Tierney's Last Stand
John Tierney continues with his half-baked analysis of the history of the American West. Today he tries to understand why American Indians live in such poverty. The reason, of course, is federal bureaucrats.
DAMN YOU FEDERAL GOVERNMENT!!
Here's the real point of Tierney's argument. The expansive federal government has squeezed the economic life out of Native Americans and they are trying to do the same to the rest of us with their regulations, bureaucracy, and anti-growth policies. And maybe you can make this argument if you base your entire understanding of Indian history on a couple of right-wing economists and you don't read ANY of the massive amounts of history, anthropology, sociology, and Native American oral traditions that have been written about this problem.
Instead we can just simplify the problem down to that meddlesome federal government.
Tierney argues that the decline of Indians came at the same time that the federal bureaucracy began to grow, in the mid-19th century. He goes on to say that the rise of two particular bureaucracies, the army and the Bureau of Indian Affairs, is what destroying Indian economic and political life.
This argument is extremely simplistic. Tierney states that between 1790 and 1840, far more treaties were signed with Indians than battles for land and that this changed after 1840. The one problem with this argument--history. There's actually a pretty simple reason for this change. Before 1840, there was huge areas of the North American continent that whites had no interest in settling. After 1840, we began to want control over the entire continent. It's far easier to sign treaties when you can send the Indians somewhere. When there's nowhere else to send them and the land they have been sent to is wanted by whites, battles were inevitable.

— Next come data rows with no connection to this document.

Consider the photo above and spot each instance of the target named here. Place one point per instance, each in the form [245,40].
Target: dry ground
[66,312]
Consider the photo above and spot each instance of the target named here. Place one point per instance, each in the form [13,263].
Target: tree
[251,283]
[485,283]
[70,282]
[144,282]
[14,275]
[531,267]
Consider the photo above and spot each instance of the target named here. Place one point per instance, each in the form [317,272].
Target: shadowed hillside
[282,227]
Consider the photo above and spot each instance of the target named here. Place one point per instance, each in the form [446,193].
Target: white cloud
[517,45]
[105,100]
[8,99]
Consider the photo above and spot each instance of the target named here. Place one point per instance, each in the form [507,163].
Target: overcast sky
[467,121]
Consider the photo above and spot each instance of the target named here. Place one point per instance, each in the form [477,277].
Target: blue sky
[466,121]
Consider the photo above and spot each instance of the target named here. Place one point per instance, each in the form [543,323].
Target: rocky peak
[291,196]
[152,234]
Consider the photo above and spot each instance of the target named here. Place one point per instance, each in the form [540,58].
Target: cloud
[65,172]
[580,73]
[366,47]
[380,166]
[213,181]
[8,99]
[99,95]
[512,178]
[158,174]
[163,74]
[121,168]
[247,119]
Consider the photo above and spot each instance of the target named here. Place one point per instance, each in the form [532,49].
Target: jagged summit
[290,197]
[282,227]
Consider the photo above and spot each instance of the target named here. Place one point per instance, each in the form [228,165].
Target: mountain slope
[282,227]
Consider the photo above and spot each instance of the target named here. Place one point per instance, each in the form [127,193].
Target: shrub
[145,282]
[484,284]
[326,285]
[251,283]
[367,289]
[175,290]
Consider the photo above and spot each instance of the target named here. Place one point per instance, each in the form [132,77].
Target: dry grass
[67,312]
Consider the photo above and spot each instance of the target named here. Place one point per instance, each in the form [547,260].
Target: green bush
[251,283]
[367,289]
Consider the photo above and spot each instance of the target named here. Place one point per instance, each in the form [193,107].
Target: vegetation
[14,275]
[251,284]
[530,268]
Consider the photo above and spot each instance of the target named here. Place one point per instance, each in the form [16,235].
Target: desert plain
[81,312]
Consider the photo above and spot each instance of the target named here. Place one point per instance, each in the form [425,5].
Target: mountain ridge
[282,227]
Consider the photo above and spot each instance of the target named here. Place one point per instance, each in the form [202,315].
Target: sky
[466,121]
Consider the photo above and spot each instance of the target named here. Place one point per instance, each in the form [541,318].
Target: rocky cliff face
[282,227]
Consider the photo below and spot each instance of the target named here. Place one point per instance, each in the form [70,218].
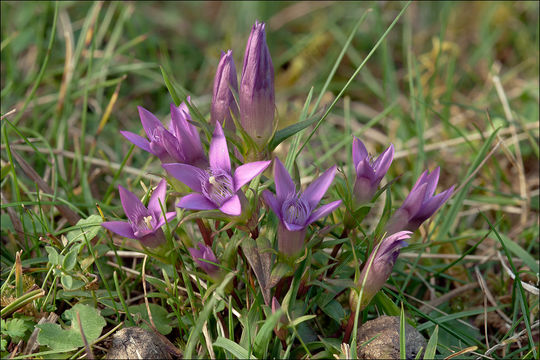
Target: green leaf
[70,259]
[204,315]
[520,252]
[236,350]
[284,134]
[431,347]
[170,87]
[159,315]
[402,340]
[334,310]
[260,345]
[301,319]
[53,336]
[387,305]
[88,228]
[69,283]
[15,328]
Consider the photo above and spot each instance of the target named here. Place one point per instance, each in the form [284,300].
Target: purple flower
[181,143]
[369,172]
[296,211]
[279,330]
[420,204]
[201,255]
[217,186]
[256,97]
[144,224]
[378,267]
[223,102]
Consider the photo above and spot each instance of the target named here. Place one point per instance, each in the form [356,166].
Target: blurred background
[445,76]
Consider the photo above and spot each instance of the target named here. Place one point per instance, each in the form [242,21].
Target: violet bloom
[144,224]
[217,187]
[179,143]
[296,211]
[378,267]
[369,172]
[201,254]
[256,97]
[420,204]
[223,102]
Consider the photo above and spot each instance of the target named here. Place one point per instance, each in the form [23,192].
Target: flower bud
[378,267]
[202,253]
[369,172]
[420,204]
[257,99]
[223,102]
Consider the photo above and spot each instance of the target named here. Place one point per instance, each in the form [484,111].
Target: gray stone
[137,343]
[385,345]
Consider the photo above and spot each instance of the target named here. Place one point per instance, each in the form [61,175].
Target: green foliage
[70,338]
[449,84]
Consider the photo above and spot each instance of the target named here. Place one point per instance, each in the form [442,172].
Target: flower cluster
[216,180]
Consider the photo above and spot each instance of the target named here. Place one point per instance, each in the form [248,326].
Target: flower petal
[432,180]
[359,151]
[365,170]
[414,200]
[196,202]
[284,184]
[169,216]
[316,190]
[383,162]
[293,227]
[188,174]
[422,179]
[391,243]
[158,196]
[323,211]
[121,228]
[138,141]
[232,206]
[133,207]
[149,121]
[272,202]
[186,133]
[244,173]
[218,152]
[433,204]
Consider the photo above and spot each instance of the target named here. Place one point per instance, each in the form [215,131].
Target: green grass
[449,84]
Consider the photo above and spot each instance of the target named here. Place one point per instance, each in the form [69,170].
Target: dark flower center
[218,186]
[144,221]
[295,211]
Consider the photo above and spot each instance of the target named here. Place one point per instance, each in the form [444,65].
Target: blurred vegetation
[447,75]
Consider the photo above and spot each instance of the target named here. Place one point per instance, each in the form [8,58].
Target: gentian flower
[181,143]
[296,211]
[144,224]
[223,102]
[256,97]
[217,186]
[369,172]
[378,267]
[420,204]
[279,329]
[202,252]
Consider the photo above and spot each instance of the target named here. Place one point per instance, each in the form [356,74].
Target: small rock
[385,329]
[137,343]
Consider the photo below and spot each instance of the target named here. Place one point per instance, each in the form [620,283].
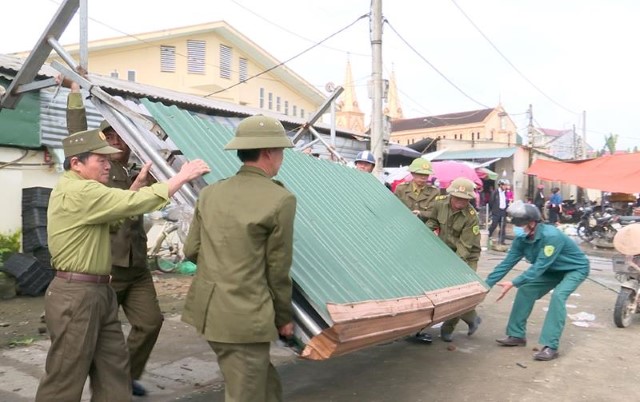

It's also a poorly thought out argument to claim that the BIA is the most important reason that today's Indians have economic problems. The BIA certainly plays a part in it. But Tierney seems to separate the BIA and the will of the American people at the time of its creation. The BIA was just a part the general feeling of the American people that Indians were at best a nuisance to be isolated and at worst savages to be killed like wolves. Today, it reflects the general benign neglect that whites feel toward Indians. They might want to get in touch with their Indian heritage--if all the people who claim to be related to a Cherokee princess actually were, the Cherokees would have nothing but royalty--but they're not going to vote for a tax increase to do what is necessary to revitalize the economy of the Indian reservations.
Moreover, isn't the real reason for the many problems of Indian reservations the nearly complete destruction of Indian cultures that all of American civilization is responsible for? The history of white-Indian relations is replete with attempts to transform Indians, from the introduction of alcohol to far-fetched schemes about Indians taking up white-style farming on their terrible land to Indian schools like Carlisle meant to Americanize the Indians to the attempts of the 1950s to end recognition of Indian tribes entirely. The BIA is merely a tool of this nation and its half-cocked and destructive plans toward Indians.
I'm not apologizing for the BIA here. It has been a terrible and corrupt agency for over 100 years. It played a major role in our most destructive policies toward native peoples. But again, the BIA reflects the general opinion of American society toward Indians. When we criticize the BIA we need to be aware that we are also criticizing ourselves and our history. And rightfully so.
Finally--a message to John Tierney. The field of western history is huge and diverse with many different viewpoints. Please become at least marginally acquainted with it before making overarching statements about the history of the American West and what we should do in the West today.